Vitrified nuclear waste durability in complex natural environments
Reference Number
EP/S012400/1
Title
Vitrified nuclear waste durability in complex natural environments
Status
Completed
Energy Categories
Nuclear Fission and Fusion(Nuclear Fission, Nuclear supporting technologies)
Research Types
Basic and strategic applied research
Science and Technology Fields
PHYSICAL SCIENCES AND MATHEMATICS (Chemistry)
PHYSICAL SCIENCES AND MATHEMATICS (Metallurgy and Materials)
ENVIRONMENTAL SCIENCES (Earth Systems and Environmental Sciences)
PHYSICAL SCIENCES AND MATHEMATICS (Metallurgy and Materials)
ENVIRONMENTAL SCIENCES (Earth Systems and Environmental Sciences)
UKERC Cross Cutting Characterisation
Not Cross-cutting
Principal Investigator
Dr CL Thorpe
Engineering Materials
University of Sheffield
Engineering Materials
University of Sheffield
Award Type
Standard
Funding Source
EPSRC
Start Date
01 September 2019
End Date
31 December 2023
Duration
52 months
Total Grant Value
£401,078
Industrial Sectors
Energy
Region
Yorkshire & Humberside
Programme
Energy : Energy
Industrial Collaborator
Project Contact, US Department of Energy
Project Contact, Radioactive Waste Management Ltd.
Project Contact, The University of Manchester
Project Contact, Radioactive Waste Management Ltd.
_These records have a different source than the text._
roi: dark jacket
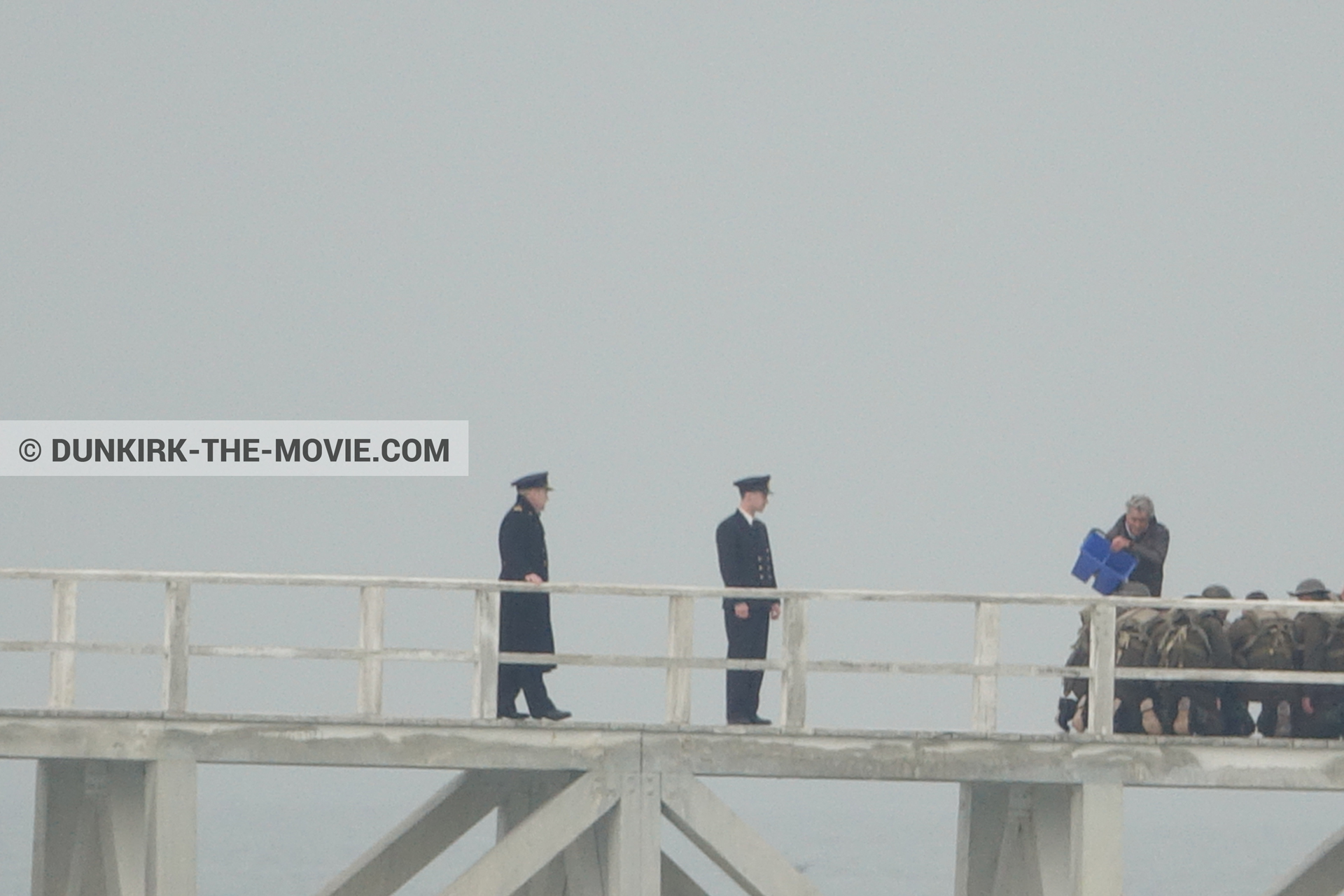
[714,510,778,612]
[1144,607,1236,671]
[500,494,555,658]
[1106,514,1172,598]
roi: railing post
[970,602,1000,734]
[47,579,76,709]
[162,582,191,712]
[780,598,808,728]
[356,586,387,716]
[1087,603,1116,735]
[472,591,500,719]
[666,594,695,725]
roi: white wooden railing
[0,568,1344,735]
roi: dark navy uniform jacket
[1106,516,1172,598]
[500,494,555,669]
[714,510,778,614]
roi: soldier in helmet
[1289,579,1344,738]
[496,473,571,722]
[1142,584,1233,736]
[1227,591,1302,738]
[714,475,780,725]
[1056,582,1161,735]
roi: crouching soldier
[1142,586,1233,736]
[1056,582,1161,735]
[1289,579,1344,738]
[1223,591,1302,738]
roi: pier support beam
[954,785,1124,896]
[32,759,196,896]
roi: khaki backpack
[1238,612,1297,669]
[1157,610,1214,669]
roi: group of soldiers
[1056,496,1344,738]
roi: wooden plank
[99,762,149,896]
[1087,603,1116,735]
[472,591,500,719]
[441,771,620,896]
[666,594,695,725]
[780,598,808,729]
[970,603,1000,732]
[606,774,663,896]
[1071,784,1125,896]
[162,582,191,712]
[356,586,387,716]
[145,759,196,896]
[47,579,76,709]
[663,775,820,896]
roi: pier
[0,570,1344,896]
Project Contact, The University of Manchester
Web Site
Objectives
Abstract
Understanding the long-term durability of nuclear waste glass in the subsurface is important in the UK and internationally as many countries intend to dispose of vitrified radioactive waste in underground geological disposal facilities. In order to ensure safe disposal, we need to be confident that radioactive elements will remain isolated and immobilised for sufficient time to allow radioactivity to decay to safe levels. There will be multiple barriers in place (e.g. a metal container and engineered backfill) to delay groundwater from reaching the nuclear waste glass but eventually contact with water is expected. Although there are a number of laboratory tests currently used to determine the rate of glass dissolution in water all accelerate corrosion by increasing the temperature, surface area, or both and give very different predictions depending on the test conditions. Laboratory tests are also performed under simplified, stable, sterile conditions and using deionised water taking no account of how changing geochemical conditions will affect glass corrosion rates. This fellowship will combine materials science, geochemistry and geomicrobiology to study how glass corrodes in real-time in dynamic complex natural environments. I will improve understanding of key factors affecting corrosion (temperature, groundwater geochemistry, saturation, and microbiology) using the Ballidon long duration experiment, where glass samples have been buried for nearly 50 years. To predict the durability of nuclear waste glass thousands of years into the future I will study simulant nuclear waste glass's in conditions relevant to UK and US disposal concepts. The result of this novel investigation will be to critically evaluate, and improve, upon durability tests for glass, to build an improved model of glass corrosion and to establish further long duration experiments to inform the safety case for geological disposal in the UK and abroad.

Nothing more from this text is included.